= Hartogs number =

Certain kind of cardinal number in set theory

In mathematics, specifically in axiomatic set theory, the Hartogs number of a set X is the least ordinal number α such that there is no injection from α into X. In other words, α is the least ordinal such that $|\alpha| \not \le |X|$ (where |A| denotes the cardinality of a set A). The existence of the Hartogs number of any X can be proved in Zermelo–Fraenkel set theory (ZF) without relying on the axiom of choice. The map taking X to α is sometimes called Hartogs's function.

If X can be well-ordered, then |α| > |X|, since the cardinalities of two well-ordered sets are always comparable. In fact, |α| is the successor cardinal of |X|. Hartogs's function thus plays a role in constructing the aleph numbers, which are all the cardinal numbers of infinite well-orderable sets.

If X cannot be well-ordered, then there cannot be an injection from X to α, so |α| > |X| cannot be true, and thus |α| is incomparable to |X|. Conversely, trichotomy for cardinal numbers (the statement that any two cardinal numbers are comparable) thus implies that every set can be well-ordered, and hence implies the axiom of choice.

The existence of the Hartogs number was proved by Friedrich Hartogs in 1915, using Zermelo set theory alone (that is, without using the axiom of choice or the later-introduced replacement schema of ZF). Since Zermelo set theory does not have canonical representatives for ordinal numbers, in Hartogs's result α is allowed to be any well-ordered set with the appropriate order type, and this result can be proved without the replacement schema. In the usual ZF formalization, the replacement schema is needed to convert this well-ordered set to its von Neumann ordinal.

==Hartogs's theorem==

Hartogs's theorem states that for any set X, there exists an ordinal α such that $|\alpha| \not \le |X|$; that is, such that there is no injection from α to X as sets. As ordinals are well-ordered, this immediately implies the existence of a Hartogs number for any set X, namely the least ordinal with that property. Furthermore, the proof is constructive and yields the Hartogs number of X.
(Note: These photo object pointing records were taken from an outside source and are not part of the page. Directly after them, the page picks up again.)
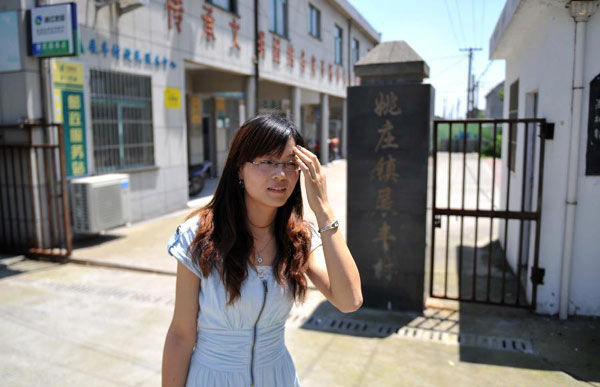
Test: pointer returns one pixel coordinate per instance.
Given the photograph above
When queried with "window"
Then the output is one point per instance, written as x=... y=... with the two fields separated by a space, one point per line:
x=314 y=21
x=279 y=17
x=513 y=113
x=355 y=51
x=227 y=5
x=337 y=44
x=121 y=120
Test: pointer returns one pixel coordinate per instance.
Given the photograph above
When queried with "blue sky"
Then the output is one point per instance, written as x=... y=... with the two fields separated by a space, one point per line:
x=436 y=30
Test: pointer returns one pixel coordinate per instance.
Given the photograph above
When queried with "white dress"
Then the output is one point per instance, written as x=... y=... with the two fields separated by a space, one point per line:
x=241 y=344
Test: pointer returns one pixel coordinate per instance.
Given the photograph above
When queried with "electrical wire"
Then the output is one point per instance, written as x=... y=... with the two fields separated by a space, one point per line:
x=462 y=31
x=452 y=24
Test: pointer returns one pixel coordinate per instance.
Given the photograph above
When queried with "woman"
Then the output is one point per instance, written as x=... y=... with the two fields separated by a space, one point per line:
x=243 y=260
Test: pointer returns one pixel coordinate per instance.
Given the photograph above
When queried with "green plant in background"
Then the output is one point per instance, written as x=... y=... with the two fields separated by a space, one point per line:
x=472 y=132
x=487 y=150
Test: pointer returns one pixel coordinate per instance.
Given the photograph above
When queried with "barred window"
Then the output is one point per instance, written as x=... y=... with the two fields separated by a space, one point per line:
x=337 y=44
x=121 y=121
x=314 y=21
x=513 y=113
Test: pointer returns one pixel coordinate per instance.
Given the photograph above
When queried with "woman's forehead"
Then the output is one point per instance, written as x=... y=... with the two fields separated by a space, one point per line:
x=286 y=153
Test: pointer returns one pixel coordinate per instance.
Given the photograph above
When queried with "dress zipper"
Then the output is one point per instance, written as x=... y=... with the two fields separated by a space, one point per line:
x=254 y=336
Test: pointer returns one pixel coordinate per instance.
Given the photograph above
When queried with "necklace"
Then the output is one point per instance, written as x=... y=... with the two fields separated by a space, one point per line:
x=259 y=259
x=260 y=226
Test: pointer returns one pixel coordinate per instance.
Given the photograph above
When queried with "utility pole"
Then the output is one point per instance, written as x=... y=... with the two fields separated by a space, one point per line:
x=469 y=82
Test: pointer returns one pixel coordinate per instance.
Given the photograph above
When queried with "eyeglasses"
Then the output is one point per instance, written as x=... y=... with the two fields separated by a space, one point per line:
x=270 y=165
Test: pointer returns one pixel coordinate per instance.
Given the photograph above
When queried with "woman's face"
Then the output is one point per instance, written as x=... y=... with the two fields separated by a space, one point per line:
x=268 y=186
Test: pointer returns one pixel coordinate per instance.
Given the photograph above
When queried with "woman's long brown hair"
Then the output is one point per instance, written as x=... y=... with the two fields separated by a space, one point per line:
x=223 y=240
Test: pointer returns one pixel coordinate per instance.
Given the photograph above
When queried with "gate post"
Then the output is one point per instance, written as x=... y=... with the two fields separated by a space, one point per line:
x=389 y=118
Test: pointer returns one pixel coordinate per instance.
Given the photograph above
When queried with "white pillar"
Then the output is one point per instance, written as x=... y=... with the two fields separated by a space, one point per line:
x=581 y=11
x=324 y=154
x=295 y=102
x=344 y=138
x=250 y=96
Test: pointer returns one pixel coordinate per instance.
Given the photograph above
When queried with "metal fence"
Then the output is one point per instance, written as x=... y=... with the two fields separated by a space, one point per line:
x=474 y=257
x=34 y=209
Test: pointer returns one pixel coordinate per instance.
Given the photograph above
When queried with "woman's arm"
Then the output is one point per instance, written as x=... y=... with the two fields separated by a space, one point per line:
x=333 y=271
x=181 y=336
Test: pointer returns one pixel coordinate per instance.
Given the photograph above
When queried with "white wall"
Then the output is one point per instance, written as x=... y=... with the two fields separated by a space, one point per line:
x=543 y=62
x=163 y=188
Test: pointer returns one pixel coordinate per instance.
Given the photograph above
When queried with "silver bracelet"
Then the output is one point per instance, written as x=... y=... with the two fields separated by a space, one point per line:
x=333 y=225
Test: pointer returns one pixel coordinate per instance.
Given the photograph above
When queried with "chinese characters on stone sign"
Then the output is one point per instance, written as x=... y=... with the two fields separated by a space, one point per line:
x=276 y=49
x=385 y=172
x=385 y=104
x=208 y=24
x=175 y=12
x=261 y=44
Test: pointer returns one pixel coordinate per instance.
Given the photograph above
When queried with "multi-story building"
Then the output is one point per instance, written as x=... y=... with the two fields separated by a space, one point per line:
x=166 y=83
x=553 y=72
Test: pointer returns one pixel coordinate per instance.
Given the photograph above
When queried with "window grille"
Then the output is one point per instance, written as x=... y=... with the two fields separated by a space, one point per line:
x=121 y=121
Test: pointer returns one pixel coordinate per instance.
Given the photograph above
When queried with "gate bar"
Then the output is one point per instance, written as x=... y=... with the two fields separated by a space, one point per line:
x=523 y=180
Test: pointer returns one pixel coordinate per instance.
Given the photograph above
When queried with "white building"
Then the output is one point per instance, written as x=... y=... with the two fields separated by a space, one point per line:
x=167 y=83
x=552 y=55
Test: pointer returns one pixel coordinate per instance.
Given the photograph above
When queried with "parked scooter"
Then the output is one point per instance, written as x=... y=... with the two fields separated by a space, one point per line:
x=196 y=176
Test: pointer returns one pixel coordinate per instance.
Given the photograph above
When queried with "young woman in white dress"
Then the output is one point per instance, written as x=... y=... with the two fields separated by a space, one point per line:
x=243 y=261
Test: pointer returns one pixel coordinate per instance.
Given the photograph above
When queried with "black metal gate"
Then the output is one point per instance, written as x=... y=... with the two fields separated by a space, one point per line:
x=34 y=210
x=490 y=232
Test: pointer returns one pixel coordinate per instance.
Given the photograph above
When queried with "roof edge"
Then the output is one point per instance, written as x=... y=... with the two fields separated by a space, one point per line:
x=349 y=11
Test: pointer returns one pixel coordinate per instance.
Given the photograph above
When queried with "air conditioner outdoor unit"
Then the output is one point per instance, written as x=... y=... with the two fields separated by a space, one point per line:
x=130 y=5
x=100 y=202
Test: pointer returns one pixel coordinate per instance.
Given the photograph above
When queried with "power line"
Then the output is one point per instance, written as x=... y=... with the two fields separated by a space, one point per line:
x=451 y=65
x=452 y=24
x=470 y=80
x=462 y=31
x=473 y=21
x=482 y=22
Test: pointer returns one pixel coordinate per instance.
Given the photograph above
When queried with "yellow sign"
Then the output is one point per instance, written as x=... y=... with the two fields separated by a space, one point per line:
x=195 y=110
x=69 y=73
x=172 y=98
x=65 y=76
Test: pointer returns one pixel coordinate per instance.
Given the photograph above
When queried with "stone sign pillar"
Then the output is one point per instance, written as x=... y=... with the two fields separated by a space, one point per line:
x=389 y=118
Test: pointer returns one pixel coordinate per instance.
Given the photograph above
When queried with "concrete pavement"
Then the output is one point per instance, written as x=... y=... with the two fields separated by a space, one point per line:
x=76 y=325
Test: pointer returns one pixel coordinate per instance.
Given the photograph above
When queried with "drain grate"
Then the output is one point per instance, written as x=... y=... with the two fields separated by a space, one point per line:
x=373 y=329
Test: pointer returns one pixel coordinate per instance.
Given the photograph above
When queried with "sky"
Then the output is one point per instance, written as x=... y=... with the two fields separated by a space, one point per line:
x=437 y=30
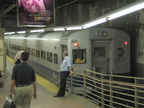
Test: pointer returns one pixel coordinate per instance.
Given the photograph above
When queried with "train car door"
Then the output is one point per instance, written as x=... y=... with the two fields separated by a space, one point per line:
x=100 y=56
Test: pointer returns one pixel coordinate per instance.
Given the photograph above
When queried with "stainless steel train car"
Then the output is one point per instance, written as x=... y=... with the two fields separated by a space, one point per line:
x=103 y=50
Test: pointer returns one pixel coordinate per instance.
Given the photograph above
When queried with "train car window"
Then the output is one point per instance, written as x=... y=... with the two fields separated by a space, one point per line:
x=33 y=52
x=43 y=55
x=55 y=58
x=99 y=51
x=49 y=57
x=37 y=53
x=79 y=56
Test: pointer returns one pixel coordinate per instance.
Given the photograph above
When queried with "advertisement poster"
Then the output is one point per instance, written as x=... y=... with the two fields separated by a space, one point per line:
x=35 y=12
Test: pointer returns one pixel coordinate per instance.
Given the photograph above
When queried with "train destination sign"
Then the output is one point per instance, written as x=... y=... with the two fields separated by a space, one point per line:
x=35 y=12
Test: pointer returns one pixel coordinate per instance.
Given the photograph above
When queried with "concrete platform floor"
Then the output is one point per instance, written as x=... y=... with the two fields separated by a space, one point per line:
x=45 y=98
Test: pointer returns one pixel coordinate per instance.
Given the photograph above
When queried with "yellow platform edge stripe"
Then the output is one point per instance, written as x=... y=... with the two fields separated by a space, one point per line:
x=40 y=80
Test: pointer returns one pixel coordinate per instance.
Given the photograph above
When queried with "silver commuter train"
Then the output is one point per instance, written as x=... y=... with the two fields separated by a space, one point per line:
x=103 y=50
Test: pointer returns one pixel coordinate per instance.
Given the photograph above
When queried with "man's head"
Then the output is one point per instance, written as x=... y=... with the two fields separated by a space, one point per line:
x=24 y=56
x=65 y=53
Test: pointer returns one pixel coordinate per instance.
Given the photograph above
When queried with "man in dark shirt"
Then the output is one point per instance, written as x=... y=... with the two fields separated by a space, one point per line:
x=23 y=77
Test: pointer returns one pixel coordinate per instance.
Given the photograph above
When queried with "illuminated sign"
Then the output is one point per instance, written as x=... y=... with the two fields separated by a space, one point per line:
x=35 y=13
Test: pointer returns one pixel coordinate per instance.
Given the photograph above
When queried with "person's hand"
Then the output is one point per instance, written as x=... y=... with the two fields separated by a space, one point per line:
x=34 y=95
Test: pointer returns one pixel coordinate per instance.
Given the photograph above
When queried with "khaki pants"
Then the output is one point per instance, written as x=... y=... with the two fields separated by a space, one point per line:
x=22 y=96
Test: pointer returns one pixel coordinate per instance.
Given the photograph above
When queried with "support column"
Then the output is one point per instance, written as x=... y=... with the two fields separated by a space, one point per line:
x=2 y=46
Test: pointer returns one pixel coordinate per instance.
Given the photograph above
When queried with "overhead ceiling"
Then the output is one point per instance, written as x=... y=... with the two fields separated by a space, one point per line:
x=10 y=12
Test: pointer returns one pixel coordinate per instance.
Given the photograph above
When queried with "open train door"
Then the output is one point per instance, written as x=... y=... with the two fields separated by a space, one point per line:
x=100 y=56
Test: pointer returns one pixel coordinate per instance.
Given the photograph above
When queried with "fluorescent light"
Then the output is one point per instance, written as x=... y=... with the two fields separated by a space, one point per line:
x=94 y=23
x=74 y=28
x=9 y=33
x=59 y=29
x=41 y=30
x=33 y=31
x=125 y=11
x=21 y=32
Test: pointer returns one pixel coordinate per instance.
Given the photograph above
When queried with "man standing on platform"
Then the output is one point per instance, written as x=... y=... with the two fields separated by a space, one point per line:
x=65 y=70
x=24 y=79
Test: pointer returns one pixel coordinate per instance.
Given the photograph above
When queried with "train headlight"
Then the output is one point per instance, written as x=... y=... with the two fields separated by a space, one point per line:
x=126 y=42
x=76 y=44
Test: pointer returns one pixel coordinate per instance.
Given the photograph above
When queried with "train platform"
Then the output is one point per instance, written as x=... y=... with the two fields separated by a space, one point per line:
x=45 y=92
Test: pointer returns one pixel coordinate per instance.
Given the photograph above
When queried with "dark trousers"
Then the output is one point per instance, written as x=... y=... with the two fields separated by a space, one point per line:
x=63 y=76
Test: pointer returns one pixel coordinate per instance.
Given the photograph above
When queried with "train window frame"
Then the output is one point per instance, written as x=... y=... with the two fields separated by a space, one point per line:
x=99 y=52
x=43 y=55
x=49 y=56
x=79 y=59
x=55 y=58
x=38 y=53
x=33 y=51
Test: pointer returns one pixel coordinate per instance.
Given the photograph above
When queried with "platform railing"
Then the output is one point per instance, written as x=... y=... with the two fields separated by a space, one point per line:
x=107 y=91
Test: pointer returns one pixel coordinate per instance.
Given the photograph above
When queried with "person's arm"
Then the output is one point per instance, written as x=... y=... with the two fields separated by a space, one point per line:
x=69 y=65
x=35 y=88
x=71 y=71
x=16 y=56
x=12 y=83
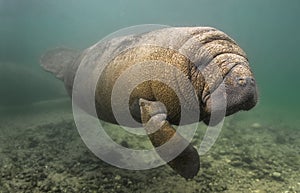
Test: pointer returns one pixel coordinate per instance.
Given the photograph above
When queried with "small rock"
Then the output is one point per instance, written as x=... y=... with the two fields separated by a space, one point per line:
x=276 y=175
x=118 y=177
x=256 y=125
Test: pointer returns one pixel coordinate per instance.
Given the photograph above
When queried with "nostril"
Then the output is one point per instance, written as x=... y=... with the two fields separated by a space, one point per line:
x=245 y=80
x=251 y=81
x=241 y=81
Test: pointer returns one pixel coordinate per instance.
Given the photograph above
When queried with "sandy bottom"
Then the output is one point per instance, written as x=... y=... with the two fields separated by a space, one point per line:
x=41 y=151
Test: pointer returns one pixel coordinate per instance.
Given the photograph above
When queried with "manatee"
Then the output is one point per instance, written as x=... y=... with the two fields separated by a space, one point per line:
x=205 y=56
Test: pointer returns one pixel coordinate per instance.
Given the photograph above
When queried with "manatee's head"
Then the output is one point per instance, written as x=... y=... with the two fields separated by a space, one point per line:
x=237 y=91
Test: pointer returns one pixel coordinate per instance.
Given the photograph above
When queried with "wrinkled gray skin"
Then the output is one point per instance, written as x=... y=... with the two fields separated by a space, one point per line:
x=206 y=57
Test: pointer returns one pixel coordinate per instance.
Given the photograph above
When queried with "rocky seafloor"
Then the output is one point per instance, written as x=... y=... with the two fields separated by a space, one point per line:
x=249 y=156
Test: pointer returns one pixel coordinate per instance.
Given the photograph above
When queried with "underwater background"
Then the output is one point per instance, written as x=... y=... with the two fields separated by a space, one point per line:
x=36 y=114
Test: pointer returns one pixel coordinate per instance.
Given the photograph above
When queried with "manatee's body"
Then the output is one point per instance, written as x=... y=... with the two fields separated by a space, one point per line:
x=205 y=56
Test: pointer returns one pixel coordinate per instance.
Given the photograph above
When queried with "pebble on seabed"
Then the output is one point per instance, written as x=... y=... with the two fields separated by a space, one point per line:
x=256 y=125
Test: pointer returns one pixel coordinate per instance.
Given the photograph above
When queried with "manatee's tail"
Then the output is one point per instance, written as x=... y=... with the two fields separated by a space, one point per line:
x=58 y=60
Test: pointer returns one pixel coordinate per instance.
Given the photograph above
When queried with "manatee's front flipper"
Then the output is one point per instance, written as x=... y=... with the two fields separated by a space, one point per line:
x=160 y=131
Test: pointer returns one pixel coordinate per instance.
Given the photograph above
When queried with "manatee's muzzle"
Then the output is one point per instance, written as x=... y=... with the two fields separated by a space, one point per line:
x=243 y=96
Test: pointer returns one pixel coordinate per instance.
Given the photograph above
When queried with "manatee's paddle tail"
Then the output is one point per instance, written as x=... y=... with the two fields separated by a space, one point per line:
x=186 y=163
x=58 y=60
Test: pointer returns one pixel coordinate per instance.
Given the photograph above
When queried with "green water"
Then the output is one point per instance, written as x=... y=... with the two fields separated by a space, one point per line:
x=267 y=30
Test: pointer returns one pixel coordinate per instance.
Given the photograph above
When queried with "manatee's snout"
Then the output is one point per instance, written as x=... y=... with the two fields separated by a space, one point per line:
x=241 y=90
x=247 y=92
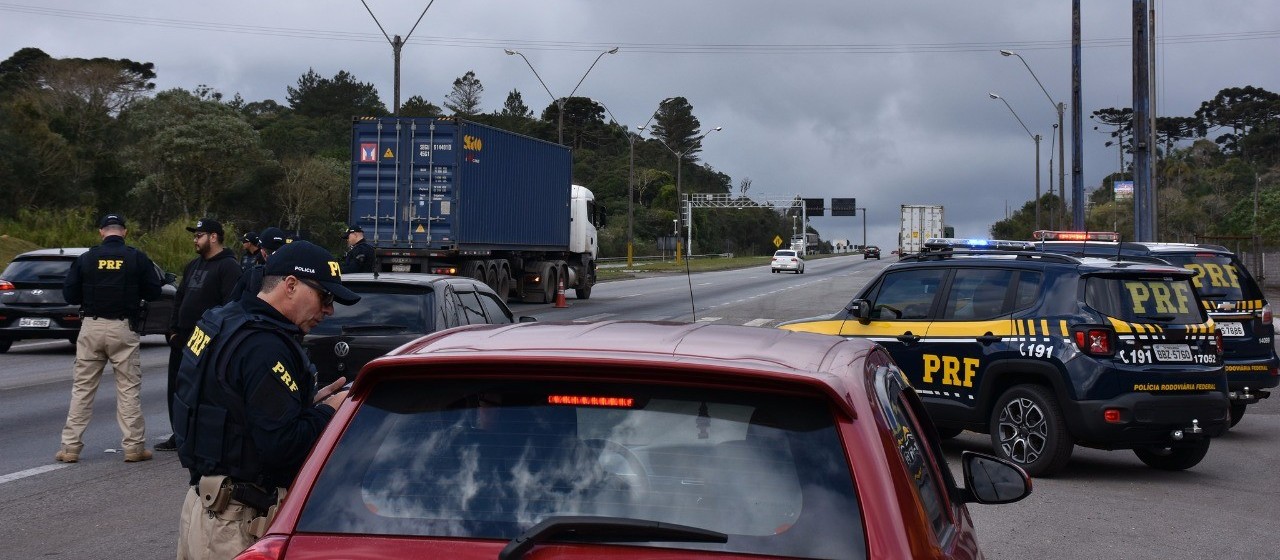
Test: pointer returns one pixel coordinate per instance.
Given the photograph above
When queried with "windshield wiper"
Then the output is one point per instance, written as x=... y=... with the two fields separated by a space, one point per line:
x=373 y=327
x=585 y=528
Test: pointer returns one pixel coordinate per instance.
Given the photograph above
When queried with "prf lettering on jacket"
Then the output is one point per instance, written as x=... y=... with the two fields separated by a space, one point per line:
x=197 y=342
x=284 y=376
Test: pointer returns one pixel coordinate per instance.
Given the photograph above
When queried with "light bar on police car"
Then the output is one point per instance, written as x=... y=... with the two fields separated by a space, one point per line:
x=979 y=244
x=1051 y=235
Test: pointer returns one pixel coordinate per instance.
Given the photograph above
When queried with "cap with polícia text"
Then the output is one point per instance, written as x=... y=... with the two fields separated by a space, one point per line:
x=112 y=219
x=306 y=260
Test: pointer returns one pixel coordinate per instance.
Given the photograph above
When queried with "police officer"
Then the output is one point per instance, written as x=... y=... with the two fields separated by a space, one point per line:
x=252 y=251
x=247 y=391
x=109 y=281
x=272 y=241
x=360 y=253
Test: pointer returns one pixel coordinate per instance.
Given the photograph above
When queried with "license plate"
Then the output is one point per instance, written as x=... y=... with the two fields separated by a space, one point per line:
x=1171 y=352
x=1232 y=329
x=33 y=322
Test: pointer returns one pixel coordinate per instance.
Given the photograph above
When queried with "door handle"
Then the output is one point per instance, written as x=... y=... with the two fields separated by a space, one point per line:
x=988 y=339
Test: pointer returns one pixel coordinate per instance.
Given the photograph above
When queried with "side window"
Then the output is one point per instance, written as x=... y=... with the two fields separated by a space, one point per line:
x=471 y=308
x=978 y=294
x=1028 y=289
x=493 y=308
x=908 y=294
x=922 y=460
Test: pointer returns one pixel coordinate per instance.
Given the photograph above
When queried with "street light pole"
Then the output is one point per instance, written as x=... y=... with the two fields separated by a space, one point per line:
x=680 y=196
x=1036 y=138
x=560 y=101
x=1061 y=146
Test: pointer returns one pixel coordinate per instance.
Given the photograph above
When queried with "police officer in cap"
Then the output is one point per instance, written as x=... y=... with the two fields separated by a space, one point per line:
x=360 y=253
x=109 y=281
x=272 y=239
x=252 y=251
x=246 y=390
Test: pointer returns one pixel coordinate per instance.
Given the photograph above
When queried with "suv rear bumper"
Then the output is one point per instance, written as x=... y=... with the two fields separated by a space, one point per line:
x=1148 y=420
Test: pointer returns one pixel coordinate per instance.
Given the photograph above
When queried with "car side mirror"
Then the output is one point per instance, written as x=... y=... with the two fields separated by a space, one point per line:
x=859 y=310
x=991 y=480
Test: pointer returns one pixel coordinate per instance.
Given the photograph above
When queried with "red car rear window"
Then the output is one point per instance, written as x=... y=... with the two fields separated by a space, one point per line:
x=489 y=459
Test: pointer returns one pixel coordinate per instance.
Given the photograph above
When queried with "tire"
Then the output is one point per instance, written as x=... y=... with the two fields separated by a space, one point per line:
x=947 y=432
x=1237 y=413
x=1027 y=427
x=1174 y=458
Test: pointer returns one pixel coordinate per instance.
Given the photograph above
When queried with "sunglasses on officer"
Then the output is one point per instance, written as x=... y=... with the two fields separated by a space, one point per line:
x=325 y=295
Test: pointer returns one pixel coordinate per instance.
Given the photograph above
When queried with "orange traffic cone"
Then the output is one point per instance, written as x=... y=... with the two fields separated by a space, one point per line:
x=560 y=295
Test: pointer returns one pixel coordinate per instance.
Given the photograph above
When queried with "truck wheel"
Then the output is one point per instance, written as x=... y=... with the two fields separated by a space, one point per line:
x=1027 y=427
x=1174 y=458
x=1237 y=413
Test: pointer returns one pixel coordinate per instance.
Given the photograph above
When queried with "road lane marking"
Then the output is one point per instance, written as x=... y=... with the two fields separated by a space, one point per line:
x=22 y=474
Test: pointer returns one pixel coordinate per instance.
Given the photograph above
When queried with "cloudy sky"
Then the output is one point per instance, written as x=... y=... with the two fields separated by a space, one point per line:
x=883 y=101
Intuitively, the Hartogs number of X is exactly the order type of all ordinals β such that there is an injection from β to X, so it suffices to show that such β form a set (as opposed to a proper class). Importantly, an injection from β to X is also a bijection from β to a subset of X, meaning that β is the order type of some well-ordering of that subset. Since a well-ordering is just a special binary relation, the set of all possible well-orderings of subsets of X can be constructed with standard techniques, and the set of all β can then be represented in Z as a set of equivalence classes with respect to order isomorphism, without resort to Fraenkel's Axiom schema of replacement.

===Proof===
See Goldrei 1996.

Let $\alpha = \{\beta \in \textrm{Ord} \mid \exists i: \beta \hookrightarrow X\}$ be the class of all ordinal numbers β for which an injective function exists from β into X.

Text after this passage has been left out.